A major conservation milestone
The National Recovery Plan for Macadamia Species was made jointly by the Australian Federal and Queensland State Governments and legislated last month under the Environment Protection and Biodiversity Conservation Act. It outlines the current status of wild macadamias and what Australians need to do to protect this much-loved national icon.
“We are thrilled that Australia now has a National Recovery Plan to look after our wild Macadamia species,” says Denise Bond, Executive Officer of the Macadamia Conservation Trust, the not-for-profit environmental organisation that lobbied for government recognition of the Plan.
All four macadamia species originated in Australia. The Plan reviews a decade of conservation activities and finds that three of the four species are still vulnerable to extinction and the Macadamia jansenii species is Critically Endangered (reclassified from Endangered under Queensland’s Nature Conservation Act on 12 November 2021).

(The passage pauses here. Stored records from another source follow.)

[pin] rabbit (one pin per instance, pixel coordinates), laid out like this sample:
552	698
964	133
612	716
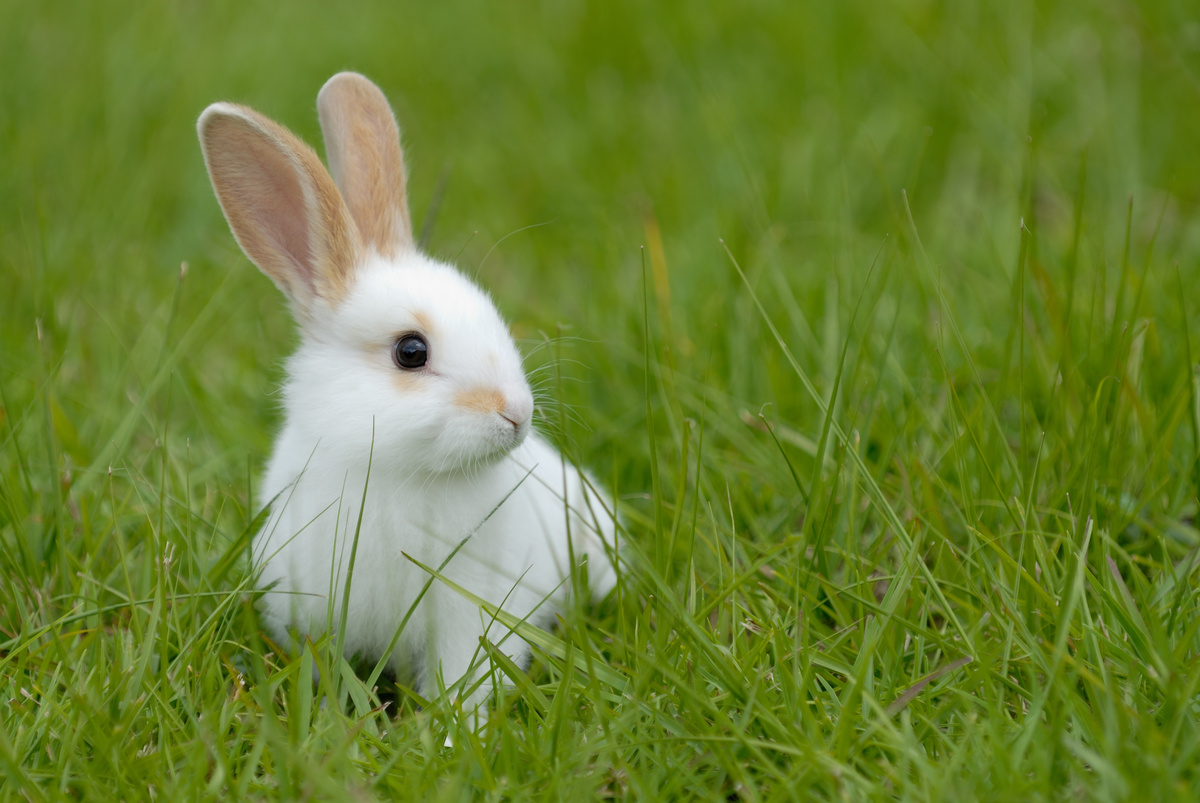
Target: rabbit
407	414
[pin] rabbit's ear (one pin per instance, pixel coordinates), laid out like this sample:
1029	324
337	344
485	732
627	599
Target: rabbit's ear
363	147
282	205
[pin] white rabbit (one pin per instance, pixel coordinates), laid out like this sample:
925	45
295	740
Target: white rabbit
405	367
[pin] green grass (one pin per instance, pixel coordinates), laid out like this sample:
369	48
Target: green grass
879	319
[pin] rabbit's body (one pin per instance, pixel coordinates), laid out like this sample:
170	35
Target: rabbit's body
406	370
426	519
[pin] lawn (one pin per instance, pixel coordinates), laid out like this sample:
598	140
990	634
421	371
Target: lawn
877	318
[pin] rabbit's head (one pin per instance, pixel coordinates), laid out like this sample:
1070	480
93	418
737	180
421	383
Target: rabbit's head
400	354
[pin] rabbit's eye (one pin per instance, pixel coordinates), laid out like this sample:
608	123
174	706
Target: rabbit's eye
411	352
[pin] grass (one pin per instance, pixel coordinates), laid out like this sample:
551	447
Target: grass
877	318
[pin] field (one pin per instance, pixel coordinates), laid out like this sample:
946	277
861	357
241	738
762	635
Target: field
879	319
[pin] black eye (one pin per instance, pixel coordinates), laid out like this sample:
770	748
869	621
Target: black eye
411	352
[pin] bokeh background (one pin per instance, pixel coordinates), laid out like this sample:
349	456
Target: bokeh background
972	226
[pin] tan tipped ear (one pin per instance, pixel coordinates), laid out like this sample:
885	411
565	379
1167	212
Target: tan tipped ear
283	208
363	148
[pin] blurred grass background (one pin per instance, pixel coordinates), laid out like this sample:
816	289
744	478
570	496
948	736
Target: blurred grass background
972	225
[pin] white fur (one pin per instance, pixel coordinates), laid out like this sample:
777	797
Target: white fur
435	480
449	445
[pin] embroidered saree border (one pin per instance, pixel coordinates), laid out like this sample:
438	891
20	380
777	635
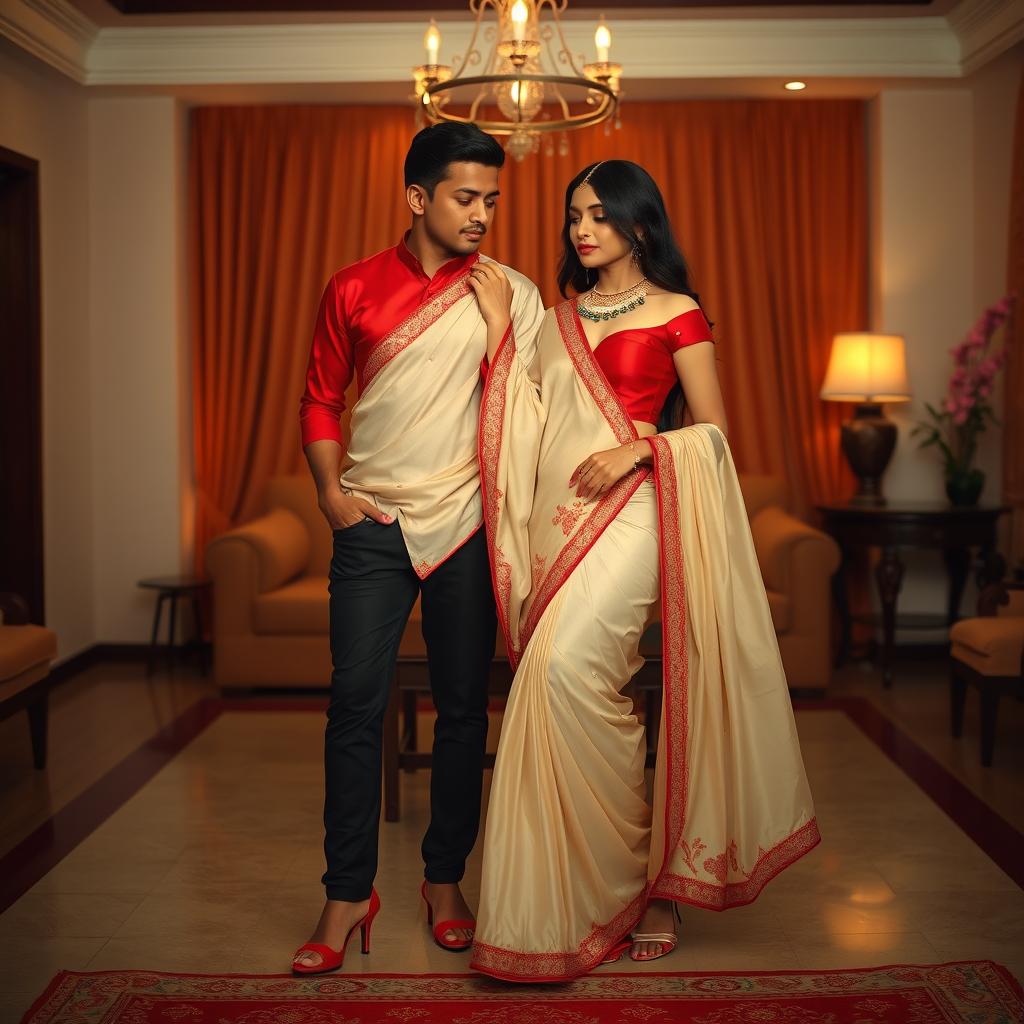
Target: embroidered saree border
510	965
675	651
611	504
712	897
400	337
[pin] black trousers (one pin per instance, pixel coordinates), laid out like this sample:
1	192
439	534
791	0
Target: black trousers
373	590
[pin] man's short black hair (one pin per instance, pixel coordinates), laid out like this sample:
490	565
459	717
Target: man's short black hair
448	142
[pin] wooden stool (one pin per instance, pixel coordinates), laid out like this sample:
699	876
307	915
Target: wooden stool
987	651
170	589
413	681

“Wild macadamias are threatened by clearing, habitat fragmentation, weeds and fire, and vulnerable to extinction if their remaining habitat is not carefully managed,” says Ms Bond.

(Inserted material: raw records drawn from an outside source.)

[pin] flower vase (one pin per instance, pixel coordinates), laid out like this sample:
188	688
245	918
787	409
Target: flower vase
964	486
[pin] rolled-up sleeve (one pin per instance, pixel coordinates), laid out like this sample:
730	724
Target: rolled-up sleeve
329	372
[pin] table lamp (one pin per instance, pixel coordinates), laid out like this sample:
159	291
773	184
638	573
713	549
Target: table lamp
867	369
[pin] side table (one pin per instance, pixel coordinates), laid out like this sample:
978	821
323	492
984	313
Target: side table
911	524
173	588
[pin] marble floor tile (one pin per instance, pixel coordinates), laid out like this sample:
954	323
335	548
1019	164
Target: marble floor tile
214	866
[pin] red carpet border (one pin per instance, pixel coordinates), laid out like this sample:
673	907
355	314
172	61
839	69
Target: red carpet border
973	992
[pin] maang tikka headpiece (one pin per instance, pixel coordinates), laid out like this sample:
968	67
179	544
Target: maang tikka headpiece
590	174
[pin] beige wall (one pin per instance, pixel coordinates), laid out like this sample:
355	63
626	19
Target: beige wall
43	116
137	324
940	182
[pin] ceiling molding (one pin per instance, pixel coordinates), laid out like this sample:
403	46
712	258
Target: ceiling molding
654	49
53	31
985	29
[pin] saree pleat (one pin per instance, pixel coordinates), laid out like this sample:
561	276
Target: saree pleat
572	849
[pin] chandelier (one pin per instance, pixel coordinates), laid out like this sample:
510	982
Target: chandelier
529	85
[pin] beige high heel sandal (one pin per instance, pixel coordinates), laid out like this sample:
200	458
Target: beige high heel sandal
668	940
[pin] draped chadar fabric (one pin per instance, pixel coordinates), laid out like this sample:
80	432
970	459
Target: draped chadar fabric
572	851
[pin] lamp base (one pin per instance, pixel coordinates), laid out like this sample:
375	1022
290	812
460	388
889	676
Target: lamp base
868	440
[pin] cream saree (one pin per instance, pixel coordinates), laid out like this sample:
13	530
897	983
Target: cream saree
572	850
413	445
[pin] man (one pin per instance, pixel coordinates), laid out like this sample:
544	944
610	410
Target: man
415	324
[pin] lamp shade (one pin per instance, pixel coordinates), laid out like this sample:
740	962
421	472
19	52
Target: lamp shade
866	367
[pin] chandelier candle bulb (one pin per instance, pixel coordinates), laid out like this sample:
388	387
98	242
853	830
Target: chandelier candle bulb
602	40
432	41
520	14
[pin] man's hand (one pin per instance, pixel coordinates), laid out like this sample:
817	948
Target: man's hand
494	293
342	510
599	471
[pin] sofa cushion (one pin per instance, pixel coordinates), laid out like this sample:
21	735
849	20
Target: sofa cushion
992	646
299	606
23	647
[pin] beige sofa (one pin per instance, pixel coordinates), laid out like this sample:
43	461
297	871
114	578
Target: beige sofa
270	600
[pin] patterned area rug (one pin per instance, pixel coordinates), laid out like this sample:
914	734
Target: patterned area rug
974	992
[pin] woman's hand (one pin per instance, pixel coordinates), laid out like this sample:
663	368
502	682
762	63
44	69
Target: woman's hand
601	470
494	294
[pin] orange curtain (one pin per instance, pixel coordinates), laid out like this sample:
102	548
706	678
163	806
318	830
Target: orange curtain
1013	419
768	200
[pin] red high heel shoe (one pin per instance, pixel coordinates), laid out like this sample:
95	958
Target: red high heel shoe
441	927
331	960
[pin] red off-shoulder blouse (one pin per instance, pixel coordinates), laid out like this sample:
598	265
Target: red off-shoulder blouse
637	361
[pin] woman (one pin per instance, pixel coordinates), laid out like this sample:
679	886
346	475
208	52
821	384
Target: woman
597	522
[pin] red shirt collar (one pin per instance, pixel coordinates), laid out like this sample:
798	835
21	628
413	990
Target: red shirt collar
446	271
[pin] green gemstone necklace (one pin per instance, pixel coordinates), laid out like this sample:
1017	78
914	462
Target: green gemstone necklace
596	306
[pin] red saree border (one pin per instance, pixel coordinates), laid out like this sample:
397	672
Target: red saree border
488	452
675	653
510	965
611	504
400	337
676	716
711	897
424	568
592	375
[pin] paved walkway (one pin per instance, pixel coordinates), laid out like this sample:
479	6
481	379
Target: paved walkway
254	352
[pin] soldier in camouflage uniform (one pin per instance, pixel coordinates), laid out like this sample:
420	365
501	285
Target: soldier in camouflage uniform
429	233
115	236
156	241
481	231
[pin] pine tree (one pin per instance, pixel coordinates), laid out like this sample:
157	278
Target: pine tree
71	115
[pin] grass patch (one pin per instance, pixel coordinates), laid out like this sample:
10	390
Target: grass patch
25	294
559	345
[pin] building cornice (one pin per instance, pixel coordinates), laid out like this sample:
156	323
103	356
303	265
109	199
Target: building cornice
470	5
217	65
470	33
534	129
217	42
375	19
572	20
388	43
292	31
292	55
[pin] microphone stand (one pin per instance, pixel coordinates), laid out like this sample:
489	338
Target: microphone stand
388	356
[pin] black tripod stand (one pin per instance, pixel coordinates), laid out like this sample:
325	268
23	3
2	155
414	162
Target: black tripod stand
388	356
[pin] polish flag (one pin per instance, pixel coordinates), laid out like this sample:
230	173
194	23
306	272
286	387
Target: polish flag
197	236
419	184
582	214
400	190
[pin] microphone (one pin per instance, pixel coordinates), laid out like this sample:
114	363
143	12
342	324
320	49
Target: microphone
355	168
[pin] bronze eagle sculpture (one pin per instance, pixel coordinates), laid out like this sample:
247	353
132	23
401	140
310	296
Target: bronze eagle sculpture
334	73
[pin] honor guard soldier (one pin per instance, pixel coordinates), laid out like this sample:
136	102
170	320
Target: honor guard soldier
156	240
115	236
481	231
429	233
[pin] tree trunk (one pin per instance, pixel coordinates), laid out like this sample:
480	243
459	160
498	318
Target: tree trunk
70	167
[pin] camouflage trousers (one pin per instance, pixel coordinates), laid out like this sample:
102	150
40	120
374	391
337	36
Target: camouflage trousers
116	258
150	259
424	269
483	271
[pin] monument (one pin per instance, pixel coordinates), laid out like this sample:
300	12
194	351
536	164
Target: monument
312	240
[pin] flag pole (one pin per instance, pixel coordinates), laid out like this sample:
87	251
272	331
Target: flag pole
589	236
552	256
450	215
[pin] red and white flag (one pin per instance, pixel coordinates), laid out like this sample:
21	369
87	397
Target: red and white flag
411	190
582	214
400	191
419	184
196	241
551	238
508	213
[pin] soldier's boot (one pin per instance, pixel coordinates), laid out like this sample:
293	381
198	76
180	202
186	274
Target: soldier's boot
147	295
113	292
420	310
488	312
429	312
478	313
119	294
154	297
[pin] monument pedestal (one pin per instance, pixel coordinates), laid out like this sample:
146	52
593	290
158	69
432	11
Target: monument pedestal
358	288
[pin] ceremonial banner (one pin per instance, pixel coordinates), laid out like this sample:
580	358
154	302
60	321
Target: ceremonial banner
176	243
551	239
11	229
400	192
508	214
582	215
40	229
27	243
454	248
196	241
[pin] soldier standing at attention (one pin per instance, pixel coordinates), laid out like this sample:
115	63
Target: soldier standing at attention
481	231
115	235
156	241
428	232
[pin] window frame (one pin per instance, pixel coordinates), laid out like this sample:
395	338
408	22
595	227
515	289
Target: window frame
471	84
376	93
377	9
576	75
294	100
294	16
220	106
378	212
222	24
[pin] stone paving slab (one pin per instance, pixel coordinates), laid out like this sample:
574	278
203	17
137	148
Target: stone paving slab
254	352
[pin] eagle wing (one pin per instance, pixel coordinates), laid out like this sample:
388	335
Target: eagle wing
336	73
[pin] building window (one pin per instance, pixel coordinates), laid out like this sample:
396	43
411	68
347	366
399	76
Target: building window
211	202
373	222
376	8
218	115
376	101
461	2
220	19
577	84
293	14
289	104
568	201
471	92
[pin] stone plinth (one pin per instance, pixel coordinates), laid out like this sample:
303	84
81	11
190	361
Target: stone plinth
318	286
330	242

Australia’s obligation to the world
First discovered by Australia’s First Nations people and then shared with newcomers to become the predominant Australian native commercial food crop, wild macadamias grow in small pockets of sub-tropical rainforest along the east coast from Gladstone in Queensland to northern New South Wales.

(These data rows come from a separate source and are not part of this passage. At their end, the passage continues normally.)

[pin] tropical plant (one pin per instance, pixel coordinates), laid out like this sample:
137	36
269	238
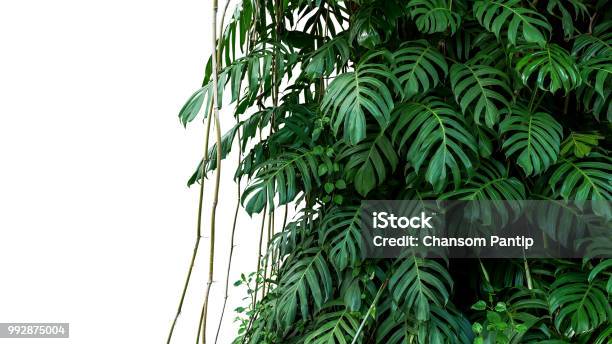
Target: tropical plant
338	101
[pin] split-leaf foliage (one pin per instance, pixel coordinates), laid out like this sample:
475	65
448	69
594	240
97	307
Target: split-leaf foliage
339	101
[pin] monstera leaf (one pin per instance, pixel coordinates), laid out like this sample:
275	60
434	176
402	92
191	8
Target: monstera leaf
480	88
419	67
418	284
579	305
580	144
335	325
341	228
534	138
369	162
495	15
281	175
554	69
585	180
436	136
353	94
305	282
433	16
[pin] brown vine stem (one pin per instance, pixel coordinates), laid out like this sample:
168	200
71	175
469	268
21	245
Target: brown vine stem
261	234
229	262
198	228
213	213
270	225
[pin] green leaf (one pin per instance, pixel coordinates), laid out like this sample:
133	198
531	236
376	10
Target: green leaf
495	15
331	56
435	134
417	283
490	182
479	306
532	138
433	16
334	325
579	305
482	89
279	176
597	73
567	18
580	144
341	229
586	179
419	67
306	281
354	94
192	107
553	67
369	162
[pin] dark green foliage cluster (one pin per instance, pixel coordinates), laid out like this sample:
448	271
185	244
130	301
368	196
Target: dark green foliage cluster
338	101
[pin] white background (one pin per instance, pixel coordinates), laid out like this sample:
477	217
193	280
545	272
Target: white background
96	222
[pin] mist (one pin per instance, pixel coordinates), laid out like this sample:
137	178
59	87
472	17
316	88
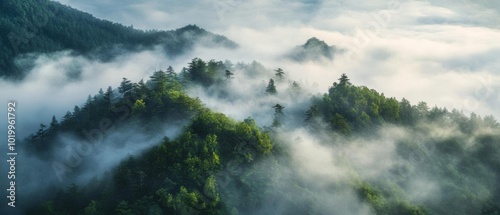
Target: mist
432	51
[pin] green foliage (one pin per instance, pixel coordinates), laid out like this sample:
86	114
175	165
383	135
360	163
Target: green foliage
271	89
43	26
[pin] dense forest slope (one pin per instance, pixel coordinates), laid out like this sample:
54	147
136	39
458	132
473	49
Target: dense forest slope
43	26
351	150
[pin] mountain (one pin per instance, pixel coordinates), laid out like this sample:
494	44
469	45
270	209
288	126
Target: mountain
313	50
43	26
378	155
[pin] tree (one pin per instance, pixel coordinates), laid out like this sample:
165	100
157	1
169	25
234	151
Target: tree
125	86
278	113
312	113
54	124
271	89
344	80
278	109
139	107
279	74
229	75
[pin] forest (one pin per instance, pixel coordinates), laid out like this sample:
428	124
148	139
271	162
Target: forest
43	26
218	165
218	132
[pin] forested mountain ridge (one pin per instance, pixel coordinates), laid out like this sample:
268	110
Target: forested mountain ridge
44	26
217	165
314	50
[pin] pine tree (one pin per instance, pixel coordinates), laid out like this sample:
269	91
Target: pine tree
271	89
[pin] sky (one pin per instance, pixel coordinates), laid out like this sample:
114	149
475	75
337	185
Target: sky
442	52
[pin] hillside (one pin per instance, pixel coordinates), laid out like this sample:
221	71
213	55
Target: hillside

Conserving the genetic diversity found among all four endangered wild species plays an important role in securing the future of the macadamia industry. Wild macadamias offer a wealth of genetic diversity and many of the commercially grown macadamia cultivars the industry relies on today are from a very narrow genetic base. The DNA of wild macadamias holds significant untapped potential for development of the macadamia industry world-wide. It could hold the key to breeding commercial macadamia cultivars that are not only more productive, but better adapted to changing weather patterns, and emerging pests and diseases.
“Just as we rely on other countries to safeguard genetic resources for most of the food we eat, Australia has an obligation to look after the genetic resources of our native nut,” says Ms. Bond.
“The National Recovery Plan for Macadamia Species is the guiding document for macadamia conservation, and we will use it to get the best possible outcome for Australia’s wild macadamias.”